According to the documents, on July 15, 2009, the former NNPC boss shelled out $2 million to acquire 1.8 million shares, with certificate number 3.
On February 7, 2011, Mr Kupolokun topped his holding with the acquisition of 405,000 shares valued at $502,184.70 from Bethana Investment Inc, another shareholder.
Mr Kupolokun then transferred his shares, totaling 2,205,000, to Blue Chapels Investment Limited, his Mauritius-based firm, on February 19, 2013.
Also, on September 18, 2014, Mr Kupolokun bought additional 775,195 shares which cost him $861,328.00. That brought his total share in the hotel to 2,980,195.

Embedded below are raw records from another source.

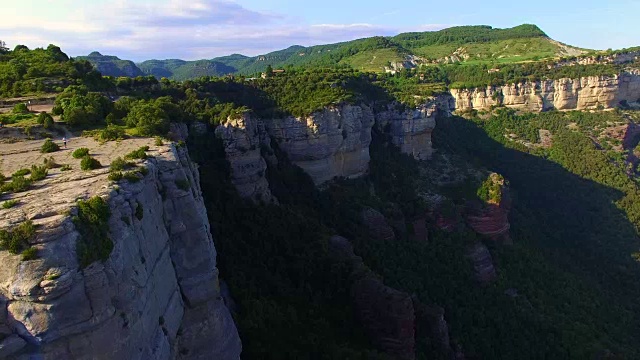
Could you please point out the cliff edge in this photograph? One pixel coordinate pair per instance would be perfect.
(157, 294)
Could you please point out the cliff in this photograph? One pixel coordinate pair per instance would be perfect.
(330, 143)
(155, 297)
(563, 94)
(333, 142)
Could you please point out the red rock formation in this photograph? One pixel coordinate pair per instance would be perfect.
(377, 225)
(386, 314)
(482, 262)
(492, 219)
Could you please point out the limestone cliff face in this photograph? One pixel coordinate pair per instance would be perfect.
(330, 143)
(161, 276)
(564, 94)
(242, 147)
(411, 130)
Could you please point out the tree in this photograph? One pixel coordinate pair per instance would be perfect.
(148, 118)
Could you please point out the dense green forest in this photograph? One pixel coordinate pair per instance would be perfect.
(573, 222)
(25, 72)
(367, 54)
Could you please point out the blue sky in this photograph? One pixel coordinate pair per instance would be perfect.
(196, 29)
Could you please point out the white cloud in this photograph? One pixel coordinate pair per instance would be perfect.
(196, 29)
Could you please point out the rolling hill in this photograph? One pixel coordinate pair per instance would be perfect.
(463, 44)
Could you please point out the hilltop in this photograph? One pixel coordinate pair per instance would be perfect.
(463, 44)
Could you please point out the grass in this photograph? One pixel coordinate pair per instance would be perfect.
(9, 204)
(373, 60)
(80, 153)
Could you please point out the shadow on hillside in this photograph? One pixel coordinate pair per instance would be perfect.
(574, 221)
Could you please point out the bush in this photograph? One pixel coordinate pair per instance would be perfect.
(183, 184)
(9, 204)
(93, 224)
(38, 172)
(89, 163)
(50, 163)
(20, 109)
(138, 154)
(18, 239)
(30, 254)
(17, 184)
(131, 176)
(118, 164)
(111, 133)
(45, 120)
(80, 153)
(49, 146)
(139, 211)
(115, 176)
(21, 172)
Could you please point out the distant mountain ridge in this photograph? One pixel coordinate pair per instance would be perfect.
(112, 65)
(457, 44)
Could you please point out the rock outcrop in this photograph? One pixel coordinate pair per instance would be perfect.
(410, 130)
(330, 143)
(386, 313)
(243, 151)
(565, 94)
(159, 281)
(491, 219)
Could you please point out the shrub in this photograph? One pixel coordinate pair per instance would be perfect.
(93, 224)
(38, 172)
(21, 172)
(50, 163)
(183, 184)
(20, 109)
(17, 240)
(17, 184)
(49, 146)
(131, 176)
(111, 133)
(9, 204)
(89, 163)
(30, 254)
(118, 164)
(138, 154)
(139, 211)
(45, 120)
(80, 153)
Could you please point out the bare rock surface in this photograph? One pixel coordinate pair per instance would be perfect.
(161, 275)
(386, 313)
(563, 94)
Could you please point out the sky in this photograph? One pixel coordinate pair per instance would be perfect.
(202, 29)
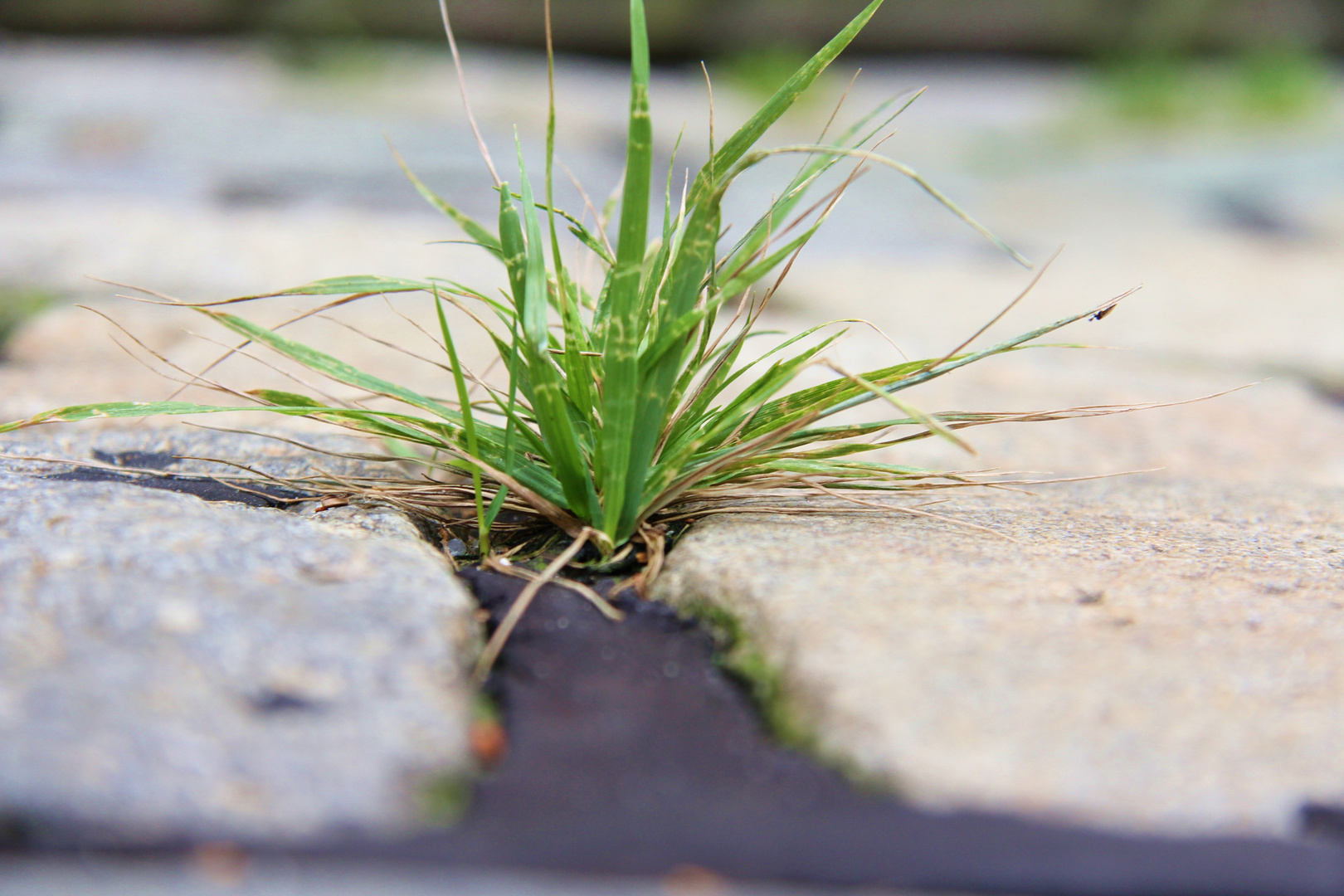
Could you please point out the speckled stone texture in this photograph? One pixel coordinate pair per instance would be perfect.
(1151, 655)
(177, 668)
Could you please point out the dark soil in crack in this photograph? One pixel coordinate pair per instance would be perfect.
(629, 751)
(632, 752)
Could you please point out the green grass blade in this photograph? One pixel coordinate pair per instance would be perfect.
(470, 225)
(620, 314)
(514, 247)
(464, 405)
(329, 366)
(747, 134)
(348, 286)
(548, 399)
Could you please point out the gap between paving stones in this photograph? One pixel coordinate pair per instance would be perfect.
(1157, 657)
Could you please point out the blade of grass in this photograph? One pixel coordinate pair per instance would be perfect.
(622, 321)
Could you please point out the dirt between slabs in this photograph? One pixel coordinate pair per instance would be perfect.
(631, 751)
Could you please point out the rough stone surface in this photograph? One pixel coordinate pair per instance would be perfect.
(178, 668)
(1153, 655)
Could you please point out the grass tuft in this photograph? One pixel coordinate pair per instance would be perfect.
(626, 395)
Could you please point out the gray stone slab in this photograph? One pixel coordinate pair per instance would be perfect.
(1153, 655)
(173, 666)
(286, 878)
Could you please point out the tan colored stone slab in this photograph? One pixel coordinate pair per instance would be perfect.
(1147, 655)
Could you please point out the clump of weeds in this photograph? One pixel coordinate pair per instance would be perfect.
(626, 397)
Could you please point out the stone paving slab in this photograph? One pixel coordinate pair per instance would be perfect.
(178, 668)
(1155, 655)
(288, 878)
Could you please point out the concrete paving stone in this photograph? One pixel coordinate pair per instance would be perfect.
(1155, 655)
(178, 668)
(281, 878)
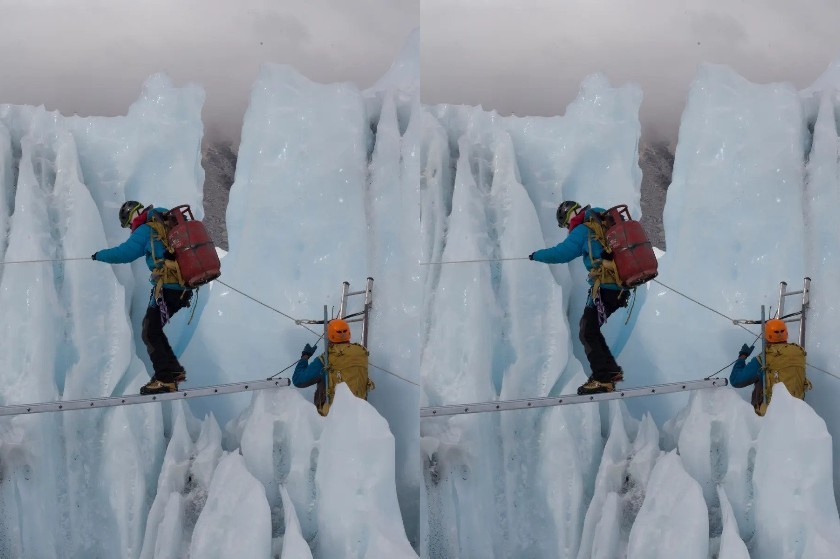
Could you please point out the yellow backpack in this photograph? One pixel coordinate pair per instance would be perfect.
(785, 363)
(347, 363)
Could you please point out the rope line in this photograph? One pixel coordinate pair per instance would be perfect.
(394, 374)
(320, 335)
(732, 320)
(44, 260)
(471, 261)
(263, 304)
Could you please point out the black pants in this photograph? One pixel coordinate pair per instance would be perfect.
(164, 362)
(601, 361)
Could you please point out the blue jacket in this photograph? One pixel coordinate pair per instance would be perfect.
(744, 374)
(139, 243)
(307, 374)
(576, 244)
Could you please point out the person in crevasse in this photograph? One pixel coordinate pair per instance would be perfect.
(605, 295)
(785, 362)
(346, 362)
(168, 295)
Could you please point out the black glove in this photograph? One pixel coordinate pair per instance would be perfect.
(308, 351)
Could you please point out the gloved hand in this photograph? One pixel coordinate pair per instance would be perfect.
(309, 351)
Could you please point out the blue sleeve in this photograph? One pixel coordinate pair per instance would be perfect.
(132, 249)
(568, 250)
(743, 373)
(307, 374)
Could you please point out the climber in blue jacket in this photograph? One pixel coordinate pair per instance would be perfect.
(168, 294)
(608, 298)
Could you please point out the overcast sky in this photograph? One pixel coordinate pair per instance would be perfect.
(526, 57)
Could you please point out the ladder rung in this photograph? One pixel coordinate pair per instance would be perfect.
(505, 405)
(112, 401)
(356, 293)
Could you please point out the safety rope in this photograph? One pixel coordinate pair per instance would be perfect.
(45, 260)
(293, 319)
(740, 323)
(469, 261)
(321, 335)
(281, 371)
(732, 320)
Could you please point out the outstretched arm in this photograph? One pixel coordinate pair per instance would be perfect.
(566, 251)
(133, 248)
(307, 374)
(743, 373)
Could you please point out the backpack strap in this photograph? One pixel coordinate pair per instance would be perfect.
(166, 268)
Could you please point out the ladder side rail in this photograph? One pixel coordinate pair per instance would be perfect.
(342, 308)
(507, 405)
(115, 401)
(368, 304)
(781, 308)
(806, 303)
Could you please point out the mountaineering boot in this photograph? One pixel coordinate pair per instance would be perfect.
(614, 376)
(156, 386)
(593, 386)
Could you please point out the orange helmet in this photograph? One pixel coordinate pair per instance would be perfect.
(338, 331)
(775, 331)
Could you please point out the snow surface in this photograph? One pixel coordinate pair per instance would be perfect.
(335, 184)
(235, 476)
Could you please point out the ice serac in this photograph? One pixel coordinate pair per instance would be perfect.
(822, 254)
(731, 544)
(66, 318)
(498, 206)
(293, 543)
(734, 228)
(296, 230)
(673, 520)
(393, 203)
(358, 514)
(235, 500)
(795, 508)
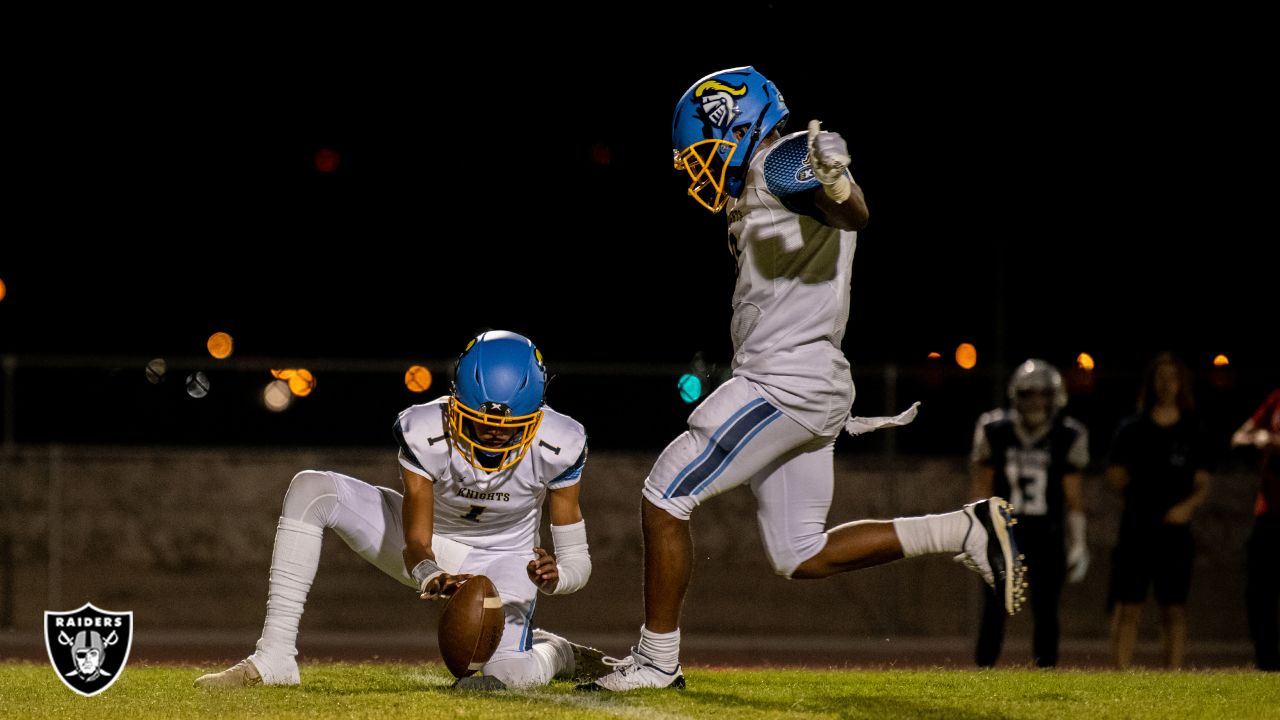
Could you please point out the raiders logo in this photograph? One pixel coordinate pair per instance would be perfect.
(88, 647)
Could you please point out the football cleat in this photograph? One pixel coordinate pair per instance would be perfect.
(588, 662)
(481, 683)
(999, 563)
(634, 673)
(243, 674)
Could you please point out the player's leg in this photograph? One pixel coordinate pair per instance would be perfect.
(731, 436)
(1045, 550)
(991, 629)
(368, 518)
(1130, 578)
(794, 493)
(792, 499)
(1171, 586)
(1262, 592)
(526, 656)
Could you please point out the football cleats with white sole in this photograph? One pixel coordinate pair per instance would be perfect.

Responding to a PREMIUM TIMES enquiry in 2016 when the original revelation was published, Mr Kupolokun confirmed he owned interest in Gold Coast Resorts.
“That was after I left office,” Mr. Kupolokun said. “The first money I invested was two million dollars, and I got that from UBA.”
Gold Coast Resorts is made up of other offshore entities, with its largest shareholder (45 per cent) being Zakham International SA, a shell company registered in another tax haven, Luxembourg.
At least two other shareholders of Gold Coast Resorts – Bethana Investments Inc and Uridor Investments SA- were registered in Panama, another well-known offshore tax haven.
The government of Ghana, through the Ghana Tourist Board, owns 10 per cent of Gold Coast Resorts, which has since obtained a controversial $16 million loan facility from the African Development Bank (ADB), to finance the construction of Kempinski Accra Hotel.
Gold Coast Resorts dumps Mossack Fonseca
Following the 2016 leak of 11.5 million files from Mossack Fonseca, the Panama-based law firm said it suffered “irreparable damage” and “reputational deterioration” and thus would shut down its offices at the end of March.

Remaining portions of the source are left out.